Rüdiger Linhof (l.r.) Florian Weber und Peter Brugger von der Indie-Rock-Gruppe Sportfreunde Stiller / © Matthias Balk (dpa)
Rüdiger Linhof (l.r.) Florian Weber und Peter Brugger von der Indie-Rock-Gruppe Sportfreunde Stiller / © Matthias Balk ( dpa )

KNA: Herr Linhof, das neue Album heißt "Sturm und Stille". Warum der Titel?

Rüdiger Linhof (Bassist "Sportfreunde Stiller"): Wir wollten den Verbindungsfaden alter Freundschaften beschreiben. Freundschaften, die über Jahrzehnte pausieren, bei denen aber ein Grundgefühl der Verbundenheit bestehen bleibt, wenn man sich zufällig trifft und einen Abend miteinander verbringt. Man ist gemeinsam durch Stürme, aber auch durch ruhige Zeiten des Lebens gegangen.

KNA: Wie wichtig sind diese ruhigen Zeiten?

Linhof: Wichtig ist es, ab und zu den Standort und die Perspektive zu wechseln. Der Moment der Reflexion ist wie ein Kompass fürs Leben. Wenn man den verliert, läuft man Gefahr, ungesteuert in der Gesellschaft mitzuschwimmen. Das gilt nicht nur für Einzelne, sondern auch für bestimmende Kräfte der Gesellschaft.

KNA: Zum Beispiel?

Linhof: Viele Medien rennen bei Themen mit, ohne sie zu reflektieren. Medien sollten neben der Information den Menschen Angst und Druck nehmen, indem sie Erklärungen und Lösungen anbieten. Dinge herauszuschreien und Ängste zu schüren, damit man Gehör bekommt - das schadet dem gesellschaftlichen Zusammenhalt.

KNA: Weicht dieser Zusammenhalt auf?

Linhof: Die Gesellschaft ist momentan getrieben von Ängsten: Amok, Terrorismus, Überfremdung, Finanzkrise, Brexit. Ich fühle mich überschwemmt. Doch wir leben nicht im Fegefeuer, sondern in einem Land, in dem man Dinge positiv gestalten kann. Das geht aber nur, wenn wir nicht wie Feldhasen vor allem weglaufen, weil hinter jeder Ecke vermeintlich ein Monster steht.
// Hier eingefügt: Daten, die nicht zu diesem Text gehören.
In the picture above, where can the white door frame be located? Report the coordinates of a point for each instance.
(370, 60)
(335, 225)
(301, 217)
KNA: Also mehr Optimismus?

Linhof: Ein Problem sollte nicht nur als Problem herausgeschrien werden. Wir brauchen einen positiven Standpunkt dazu. Nur so können neue Ideen entwickelt und die Gesellschaft gestaltet werden. Klar, es geht nicht darum, den Frohsinn zu predigen. Wir leben aber auf einem Kontinent, wo wir wahnsinnig viele Privilegien haben und die auch schätzen sollten.

KNA: Das geschieht zu wenig?

Linhof: Vor allem radikale Positionen - von der AfD über Marine Le Pen bis hin zu Donald Trump - diskreditieren diese Privilegien. Das sind manipulative Kräfte, die Menschen einfangen. Dagegen muss man sich lautstark zu Wort melden.

KNA: Im Song "Viel zu schön" heißt es: "Ob auf irgendeiner Wolke jemand sitzt, der dich führt, der dich beschützt - ich glaube es nicht, hoffe es aber für dich."

Linhof: Kein Mensch kann beweisen, dass es Gott gibt. Wenn jemand aber daran glaubt, weil es ihm hilft, Hoffnung gibt und den Kreis zwischen Leben und Sterben schließt, dann ist das eine wunderbare Leistung. Denn so hat man einen Standpunkt zum Tod.

KNA: Wie wichtig ist der Glaube an etwas?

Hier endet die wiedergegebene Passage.